I have been thinking a lot about why we love and read Ghost Stories, Horror Novels, etc. Here are a few ideas I have come up with:
The Thrill of the Safe Scare or “Why fear feels good”
- Horror allows us to experience danger without risk
- There is a thrilling, “roller-coaster” effect that comes from Horror. Our brains actually love the adrenaline
- Most of us seek out controlled fear in stories but avoid it in real life
- A few examples from classic horror novels that capture this perfectly are Dracula, Jekyll and Hyde, and The Shining
Meeting the Monster Within or “How Horror is a mirror to the human psyche”
- Monsters often represent our repressed fears, guilt, or desires
- Often we are able to confront darkness through fiction that we avoid otherwise at all costs
- For many there is a satisfaction to seeing our inner shadows given form and allowed to run amok, and defeated (or not)
- Two examples of this would be Frankenstein’s creature or Mr. Hyde
Fear as Connection or “The social and emotional side of Horror”

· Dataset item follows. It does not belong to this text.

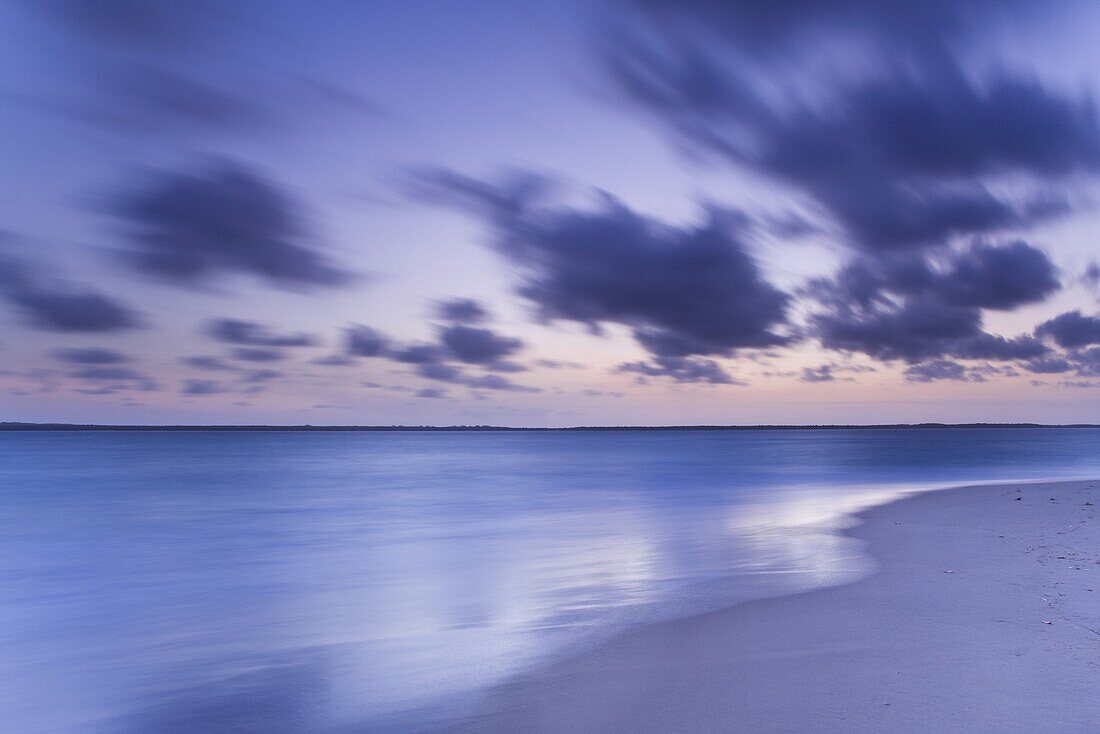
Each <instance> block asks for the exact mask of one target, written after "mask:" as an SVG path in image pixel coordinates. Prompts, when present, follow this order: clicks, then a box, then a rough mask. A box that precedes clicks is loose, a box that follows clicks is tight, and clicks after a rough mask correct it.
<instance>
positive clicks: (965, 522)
mask: <svg viewBox="0 0 1100 734" xmlns="http://www.w3.org/2000/svg"><path fill="white" fill-rule="evenodd" d="M1098 487H1100V481H1097V482H1058V483H1048V484H1019V485H998V486H977V487H960V489H956V490H946V491H941V492H932V493H926V494H919V495H914V496H911V497H908V499H904V500H901V501H899V502H895V503H892V504H889V505H883V506H880V507H875V508H871V510H868V511H866V512H864V513H860V514H859V516H858V517H859V518H860V521H861V523H860V524H859V525H858V526H856V527H854V528H851V529H849V530H847V532H846V533H847V534H848V535H850V536H853V537H855V538H858V539H860V540H861V541H864V544H865V549H866V551H867V552H868V554H869V555H870V557H871V558H873V559H875V561H876V566H877V570H876V571H875V572H873V573H871V574H870V576H869V577H867V578H864V579H861V580H859V581H856V582H854V583H849V584H845V585H842V587H835V588H829V589H823V590H817V591H812V592H806V593H802V594H796V595H792V596H784V598H777V599H768V600H762V601H755V602H749V603H745V604H740V605H737V606H733V607H729V609H726V610H723V611H719V612H713V613H707V614H703V615H700V616H694V617H689V618H681V620H676V621H672V622H664V623H660V624H653V625H649V626H645V627H639V628H636V629H631V631H629V632H626V633H624V634H621V635H620V636H618V637H616V638H614V639H613V640H610V642H609V643H607V644H604V645H602V646H599V647H597V648H595V649H592V650H590V651H586V653H584V654H582V655H579V656H576V657H573V658H570V659H565V660H561V661H558V662H554V664H552V665H549V666H547V667H544V668H541V669H538V670H535V671H531V672H529V673H526V675H524V676H522V677H520V678H517V679H515V680H513V681H510V682H508V683H507V684H505V686H502V687H499V688H498V689H496V690H495V691H493V692H492V693H491V694H489V695H488V698H487V699H486V700H485V701H484V702H483V703H482V704H481V705H480V706H478V710H477V712H476V713H475V714H474V715H473V716H471V717H470V719H467V720H466V721H464V722H463V723H462V724H460V725H459V726H456V727H454V728H452V730H451V731H454V732H477V733H495V732H500V733H505V732H506V733H509V734H513V733H517V732H525V733H537V732H554V733H566V732H568V733H574V732H593V733H596V732H599V733H602V734H609V733H617V732H623V733H627V732H629V733H634V734H638V733H642V732H662V733H663V732H678V733H679V732H888V731H894V732H960V731H961V732H992V731H997V732H1067V733H1068V732H1096V731H1098V726H1100V634H1098V633H1100V535H1098V518H1097V507H1098V506H1100V489H1098Z"/></svg>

- Horror can be a shared experience. That is. why we love telling ghost stories to each other
- Horror reflects societal/cultural anxieties (science, war, economic uncertainty, technology, pandemics)
- Reading about fear can actually make us feel less alone
The Comfort of the Dark or “Why horror can feel oddly soothing“
- There is relief in survival, to closing the book and realizing you’re safe
- Horror is cathartic, purging us of stress, dread, or grief
- For those of us who reread Horror, revisiting favorite scary books can feel like coming home to a familiar unknown
Why do you read Horror? Or why aren’t you more often?